Magoha blasts Sossion for boycott training directive

In Summary

•  A study showed teachers were not sufficiently trained to teach the new curriculum.

• New competency-based curriculum, replaces 8-4-4 system.

Education CS Prof. George Magoha.
Education CS Prof. George Magoha.
Image: VICTOR IMBOTO

Education CS George Magoha has hit out at Knut for opposing the new curriculum.

Knut secretary general Wilson Sossion last week urged teachers to boycott training for the curriculum, saying it violates the law.

"We will not waste time talking about things which are not important concerning the competency-based curriculum," Magoha said.

 

He said implementation of the curriculum has started and no one can reverse it.

Magoha spoke on Tuesday at Uhuru Gardens Primary School, Lang'ata, when he launched a four-day teachers' training workshop.

The train left the station in January. In my life, I never have a reverse gear. There is no going back
Education CS  George Magoha

"The train left the station in January. In my life, I never have a reverse gear. There is no going back.
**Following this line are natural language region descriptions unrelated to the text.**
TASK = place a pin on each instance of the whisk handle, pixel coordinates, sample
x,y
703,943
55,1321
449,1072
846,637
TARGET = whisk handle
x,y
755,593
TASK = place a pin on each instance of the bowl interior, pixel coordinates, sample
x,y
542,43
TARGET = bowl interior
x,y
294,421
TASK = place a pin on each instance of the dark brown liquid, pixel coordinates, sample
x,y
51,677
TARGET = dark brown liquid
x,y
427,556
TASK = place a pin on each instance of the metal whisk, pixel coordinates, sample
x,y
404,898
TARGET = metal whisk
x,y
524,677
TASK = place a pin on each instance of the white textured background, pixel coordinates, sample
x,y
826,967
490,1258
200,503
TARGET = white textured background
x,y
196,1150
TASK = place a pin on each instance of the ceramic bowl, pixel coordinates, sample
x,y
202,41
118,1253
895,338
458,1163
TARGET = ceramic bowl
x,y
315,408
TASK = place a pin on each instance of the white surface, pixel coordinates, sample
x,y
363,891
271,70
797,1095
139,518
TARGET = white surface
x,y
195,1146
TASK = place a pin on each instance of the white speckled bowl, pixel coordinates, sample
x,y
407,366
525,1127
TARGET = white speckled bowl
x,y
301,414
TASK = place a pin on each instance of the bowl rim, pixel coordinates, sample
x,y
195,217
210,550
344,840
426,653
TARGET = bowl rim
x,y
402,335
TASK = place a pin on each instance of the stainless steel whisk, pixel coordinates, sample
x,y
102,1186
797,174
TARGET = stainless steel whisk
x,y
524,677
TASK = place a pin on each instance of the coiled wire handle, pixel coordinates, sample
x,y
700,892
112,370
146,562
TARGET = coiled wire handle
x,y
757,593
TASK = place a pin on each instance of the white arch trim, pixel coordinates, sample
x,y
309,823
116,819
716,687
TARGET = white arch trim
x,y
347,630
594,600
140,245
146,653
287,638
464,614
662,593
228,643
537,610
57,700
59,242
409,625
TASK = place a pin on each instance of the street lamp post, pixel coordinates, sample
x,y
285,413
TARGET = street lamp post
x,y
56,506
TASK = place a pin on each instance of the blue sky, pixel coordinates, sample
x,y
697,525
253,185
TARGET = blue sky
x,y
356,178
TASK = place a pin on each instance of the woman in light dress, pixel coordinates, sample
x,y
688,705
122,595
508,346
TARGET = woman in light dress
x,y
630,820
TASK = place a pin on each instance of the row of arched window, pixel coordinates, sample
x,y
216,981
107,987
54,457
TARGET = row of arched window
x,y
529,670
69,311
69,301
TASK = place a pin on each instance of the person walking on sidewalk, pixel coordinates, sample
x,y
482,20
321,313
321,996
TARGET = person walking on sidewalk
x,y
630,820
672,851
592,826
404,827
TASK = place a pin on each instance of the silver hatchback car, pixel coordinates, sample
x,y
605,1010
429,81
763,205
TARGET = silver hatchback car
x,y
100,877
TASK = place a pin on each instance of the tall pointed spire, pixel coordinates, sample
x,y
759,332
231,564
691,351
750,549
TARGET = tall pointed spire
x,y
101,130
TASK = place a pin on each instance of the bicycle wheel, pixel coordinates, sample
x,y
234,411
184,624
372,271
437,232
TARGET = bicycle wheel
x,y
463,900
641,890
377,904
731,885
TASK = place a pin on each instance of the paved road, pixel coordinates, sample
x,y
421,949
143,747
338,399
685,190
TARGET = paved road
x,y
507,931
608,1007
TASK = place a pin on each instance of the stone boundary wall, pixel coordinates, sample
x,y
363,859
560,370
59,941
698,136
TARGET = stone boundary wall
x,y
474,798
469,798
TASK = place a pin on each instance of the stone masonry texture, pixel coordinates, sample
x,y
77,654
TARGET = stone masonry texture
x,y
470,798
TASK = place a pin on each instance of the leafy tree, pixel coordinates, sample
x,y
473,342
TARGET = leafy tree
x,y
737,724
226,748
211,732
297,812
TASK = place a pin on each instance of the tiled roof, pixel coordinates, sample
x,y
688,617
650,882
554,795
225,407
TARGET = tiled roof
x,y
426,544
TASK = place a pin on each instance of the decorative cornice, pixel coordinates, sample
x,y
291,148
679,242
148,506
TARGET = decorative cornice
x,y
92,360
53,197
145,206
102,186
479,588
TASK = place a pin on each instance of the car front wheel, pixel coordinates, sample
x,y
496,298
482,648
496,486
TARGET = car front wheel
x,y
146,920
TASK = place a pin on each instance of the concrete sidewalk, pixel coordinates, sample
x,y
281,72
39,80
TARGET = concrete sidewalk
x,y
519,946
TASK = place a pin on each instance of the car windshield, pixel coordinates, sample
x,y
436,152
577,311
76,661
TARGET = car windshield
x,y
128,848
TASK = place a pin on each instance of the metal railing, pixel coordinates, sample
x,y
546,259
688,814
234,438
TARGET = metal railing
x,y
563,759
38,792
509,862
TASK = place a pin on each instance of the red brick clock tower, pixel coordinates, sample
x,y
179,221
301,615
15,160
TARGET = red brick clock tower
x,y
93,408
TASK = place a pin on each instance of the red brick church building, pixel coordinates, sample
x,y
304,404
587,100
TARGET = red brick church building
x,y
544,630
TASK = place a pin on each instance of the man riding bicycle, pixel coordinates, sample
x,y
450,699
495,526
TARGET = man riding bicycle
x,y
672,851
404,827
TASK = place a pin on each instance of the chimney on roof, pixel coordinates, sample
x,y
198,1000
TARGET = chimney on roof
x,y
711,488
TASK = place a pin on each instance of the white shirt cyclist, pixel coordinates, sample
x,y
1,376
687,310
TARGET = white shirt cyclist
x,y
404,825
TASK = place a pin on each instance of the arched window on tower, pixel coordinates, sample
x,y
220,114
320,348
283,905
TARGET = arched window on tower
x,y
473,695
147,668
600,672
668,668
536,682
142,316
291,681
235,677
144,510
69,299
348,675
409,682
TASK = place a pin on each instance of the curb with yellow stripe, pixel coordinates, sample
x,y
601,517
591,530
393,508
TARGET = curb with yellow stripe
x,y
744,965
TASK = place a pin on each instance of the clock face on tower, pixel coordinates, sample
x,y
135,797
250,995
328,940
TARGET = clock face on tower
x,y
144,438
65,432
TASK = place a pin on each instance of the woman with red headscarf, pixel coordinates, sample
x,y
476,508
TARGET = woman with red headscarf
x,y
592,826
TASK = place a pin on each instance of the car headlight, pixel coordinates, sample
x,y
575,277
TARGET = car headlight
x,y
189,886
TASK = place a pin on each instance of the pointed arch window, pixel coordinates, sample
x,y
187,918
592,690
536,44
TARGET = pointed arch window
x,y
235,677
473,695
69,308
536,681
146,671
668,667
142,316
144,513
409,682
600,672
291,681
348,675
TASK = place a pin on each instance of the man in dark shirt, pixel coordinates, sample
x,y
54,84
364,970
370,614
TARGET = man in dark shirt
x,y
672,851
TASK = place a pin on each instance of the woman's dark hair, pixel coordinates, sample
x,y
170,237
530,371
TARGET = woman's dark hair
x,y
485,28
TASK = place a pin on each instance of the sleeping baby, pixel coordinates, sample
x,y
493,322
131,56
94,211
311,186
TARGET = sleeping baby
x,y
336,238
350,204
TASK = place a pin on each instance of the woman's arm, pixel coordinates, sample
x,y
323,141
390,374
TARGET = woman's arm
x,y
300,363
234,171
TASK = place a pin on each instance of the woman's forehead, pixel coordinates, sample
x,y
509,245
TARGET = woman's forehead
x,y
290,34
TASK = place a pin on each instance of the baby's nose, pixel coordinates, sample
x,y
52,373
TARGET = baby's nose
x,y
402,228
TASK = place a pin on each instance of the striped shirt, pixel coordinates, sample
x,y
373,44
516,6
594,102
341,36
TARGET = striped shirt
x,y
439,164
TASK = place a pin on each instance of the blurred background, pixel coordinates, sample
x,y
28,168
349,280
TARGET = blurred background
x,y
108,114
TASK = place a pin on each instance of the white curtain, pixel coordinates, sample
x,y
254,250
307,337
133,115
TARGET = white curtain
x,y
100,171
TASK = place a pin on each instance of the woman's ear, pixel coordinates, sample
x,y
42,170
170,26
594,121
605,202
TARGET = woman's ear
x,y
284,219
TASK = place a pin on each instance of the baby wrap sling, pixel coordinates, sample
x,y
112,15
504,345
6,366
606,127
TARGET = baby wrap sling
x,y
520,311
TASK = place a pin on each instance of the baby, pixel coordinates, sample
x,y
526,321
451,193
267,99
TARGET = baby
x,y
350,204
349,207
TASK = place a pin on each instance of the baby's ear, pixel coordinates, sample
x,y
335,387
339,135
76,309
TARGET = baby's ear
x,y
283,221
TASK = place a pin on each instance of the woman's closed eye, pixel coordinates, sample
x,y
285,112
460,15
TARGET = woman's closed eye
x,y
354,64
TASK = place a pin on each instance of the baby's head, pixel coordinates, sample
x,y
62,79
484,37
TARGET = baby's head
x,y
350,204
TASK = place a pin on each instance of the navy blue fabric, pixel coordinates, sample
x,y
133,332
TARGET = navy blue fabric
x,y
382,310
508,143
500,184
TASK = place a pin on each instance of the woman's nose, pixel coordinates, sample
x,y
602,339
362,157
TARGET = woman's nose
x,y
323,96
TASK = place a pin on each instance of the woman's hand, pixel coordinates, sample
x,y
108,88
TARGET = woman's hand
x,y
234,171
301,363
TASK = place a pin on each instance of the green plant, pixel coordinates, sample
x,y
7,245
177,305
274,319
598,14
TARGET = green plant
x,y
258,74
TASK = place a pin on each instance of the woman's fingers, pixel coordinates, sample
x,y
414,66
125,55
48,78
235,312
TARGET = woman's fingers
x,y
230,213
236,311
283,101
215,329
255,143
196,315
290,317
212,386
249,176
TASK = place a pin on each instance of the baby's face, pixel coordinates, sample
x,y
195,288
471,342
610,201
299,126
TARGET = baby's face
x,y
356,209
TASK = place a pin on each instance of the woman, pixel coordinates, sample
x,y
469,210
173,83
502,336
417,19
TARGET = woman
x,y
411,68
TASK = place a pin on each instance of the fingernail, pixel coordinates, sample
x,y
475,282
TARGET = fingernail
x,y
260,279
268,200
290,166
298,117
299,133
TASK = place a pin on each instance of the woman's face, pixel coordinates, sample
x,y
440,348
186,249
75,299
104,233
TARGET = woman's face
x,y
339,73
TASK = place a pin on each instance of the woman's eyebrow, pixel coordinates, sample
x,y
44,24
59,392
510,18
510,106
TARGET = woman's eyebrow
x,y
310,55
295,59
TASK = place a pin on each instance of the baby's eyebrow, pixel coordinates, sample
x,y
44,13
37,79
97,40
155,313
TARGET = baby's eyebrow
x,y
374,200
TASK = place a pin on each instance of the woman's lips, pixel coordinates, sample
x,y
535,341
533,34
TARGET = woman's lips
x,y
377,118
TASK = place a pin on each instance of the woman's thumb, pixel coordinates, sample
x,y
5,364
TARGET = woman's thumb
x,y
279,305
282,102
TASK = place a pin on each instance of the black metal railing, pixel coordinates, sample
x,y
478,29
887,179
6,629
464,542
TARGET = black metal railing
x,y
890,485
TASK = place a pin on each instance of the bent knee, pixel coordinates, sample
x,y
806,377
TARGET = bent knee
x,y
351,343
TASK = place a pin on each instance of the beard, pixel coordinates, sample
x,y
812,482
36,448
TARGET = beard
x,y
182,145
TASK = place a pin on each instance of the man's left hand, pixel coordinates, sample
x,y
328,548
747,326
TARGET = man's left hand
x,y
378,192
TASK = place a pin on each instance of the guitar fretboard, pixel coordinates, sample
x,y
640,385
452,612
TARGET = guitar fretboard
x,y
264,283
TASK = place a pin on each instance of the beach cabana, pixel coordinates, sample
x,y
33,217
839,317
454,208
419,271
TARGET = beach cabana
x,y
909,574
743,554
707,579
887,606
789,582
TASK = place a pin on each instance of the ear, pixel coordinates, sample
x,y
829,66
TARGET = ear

And if we hear somebody saying that we have to go back, I do not know what we should do to that person” he said.

"The CBC in the first term has been successful to an extent that we ashamed a few prophets of doom who thought that we were set for failure."

Magoha said the government will have rolled out the curriculum to Fourth Grade by September.

Treasury has allocated Sh500 million for the training to prepare teachers to manage the new curriculum, which will replace the 8-4-4 system.

More than 91,000 teachers are expected to be trained this month. Other sessions will be in August and December.

Magoha said he would do what it takes to ensure full implementation of the curriculum.

The CS asked teachers to work as one and deliver as one.

He said with the new curriculum the standards of education in public and private schools will be at par.

The ministry rolled out the system nationwide in January for pre-unit and Grade 1-3 after a pilot in 33,000 private and public primary schools last year.

 A study conducted between January and March showed teachers were not sufficiently trained to teach the new curriculum.